If the Kivalina Islanders win their case, then a precedent will be set, opening polluting companies up to liability for public nuisance.
So good news, right?
Unfortunately, this case also demonstrates the problem with our legal system - the wheels of Justice turn very slow. The Connecticut vs American Electric Power was started in 2006 and surely will be appealed to the Supreme court.
Or take for instance the Exxon Valdez. That accident which happened in 1989, and in which everyone could see was clearly Exxon's fault, was just decided last year, when the Supreme Court ruled to reduce damages from 2.5 billion to 500 million. Now you might be ticked that a company that raked in 40 billion that same year gets a reduction in the amount of punitive damages, but the key here is not the money, it is the time. 19 years. 19 years for Justice.
Our neighbors living on low lying islands, people who are living the closest to a sustainable lifestyle and who have contributed the least to carbon emissions, do not have 19 years to wait for justice.

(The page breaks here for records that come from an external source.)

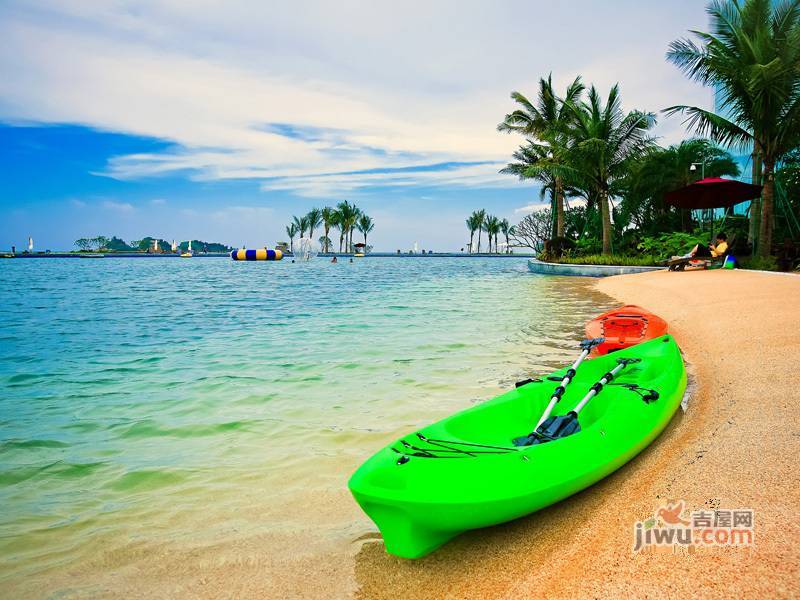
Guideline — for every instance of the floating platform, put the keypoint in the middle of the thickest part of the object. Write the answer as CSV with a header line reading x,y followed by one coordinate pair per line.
x,y
256,254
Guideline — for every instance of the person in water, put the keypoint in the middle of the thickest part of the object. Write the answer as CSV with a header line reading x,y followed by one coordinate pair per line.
x,y
710,251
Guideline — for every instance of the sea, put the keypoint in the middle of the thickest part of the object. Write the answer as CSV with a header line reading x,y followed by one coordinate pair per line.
x,y
165,420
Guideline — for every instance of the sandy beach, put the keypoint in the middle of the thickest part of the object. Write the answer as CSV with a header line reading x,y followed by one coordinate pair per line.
x,y
736,446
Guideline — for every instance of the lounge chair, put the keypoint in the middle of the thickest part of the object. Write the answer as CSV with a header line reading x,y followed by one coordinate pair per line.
x,y
680,264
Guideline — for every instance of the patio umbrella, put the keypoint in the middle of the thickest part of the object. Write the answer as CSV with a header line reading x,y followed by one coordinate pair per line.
x,y
712,192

Some islands will be submerged or uninhabitable before 2020.
In addition to meeting the legal counsel for the Kivalina, I also got to meet Professor Maxine Burkett, of the University of Hawaii Law school.
I would say that she and I had the most similar view on this issue.

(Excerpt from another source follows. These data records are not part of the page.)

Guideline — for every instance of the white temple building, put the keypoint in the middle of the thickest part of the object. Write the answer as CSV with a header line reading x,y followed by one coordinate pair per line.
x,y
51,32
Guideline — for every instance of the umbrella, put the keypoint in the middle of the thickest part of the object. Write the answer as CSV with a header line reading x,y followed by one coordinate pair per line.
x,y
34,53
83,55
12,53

Her view on a remedy for the Environmental Refugees was to address this issue based on the model of reparations.
This model has 3 basic requirements.
1) An apology from the offending party for the action or harm.
2) Monetary compensation for losses caused by the action or harm.
3) A guarantee that this action or harm will not happen again.
This last requirement is the essential point.
If, for instance, you were to win lawsuits against polluters, then you would probably only get monetary compensation, but the pollution would probably still continue in other parts of the world.
With the reparations model, the pollution, which is the harmful action, would need to cease. And since pollution is worldwide, this would be the end of the fossil fuel industry as we know it.
These are just some of the scenarios for getting justice for Environmental Refugees.
Internationally, this is a situation where definitions matter. Definitions like Refugee, as in Environmental Refugee, or Genocide, as in Environmental Genocide.
By keeping people displaced by Climate Change in a category of 'Migrant', governments are let off the hook to do anything about the cause.
There are millions of people who can't wait for the right political will to exist for them to have legal status.
What you can do
Get involved with the Islanders directly - such as the Carteret Islander's facebook support page
Stop by AVAAZ's climate page and get involved.
Stop by our website or become a member of our facebook page.
Talk to your elected representatives about the need for President Obama to
issue an Executive Order recognizing the rights of Environmental Refugees.
DIVEST from any stock or mutual fund portfolios that include fossil fuel companies and invest in Green companies or funds like Calvert Investments.
If Divesting could change South Africa, perhaps it can change the world.
There are many solutions, such as converting your
car from gas to electric.
There are also ways to adapt to overcome this problem - I think this one is particularly promising.
But we can't simply plan to adapt without first stopping the cause - business as usual won't work.
Also I would appreciate your suggestions here in this venue, so that it can be added to the efforts.
Perhaps if these avenues are pursued, the definition of 'Environmental Refugee' will no longer be in limbo, and will be equated with Justice.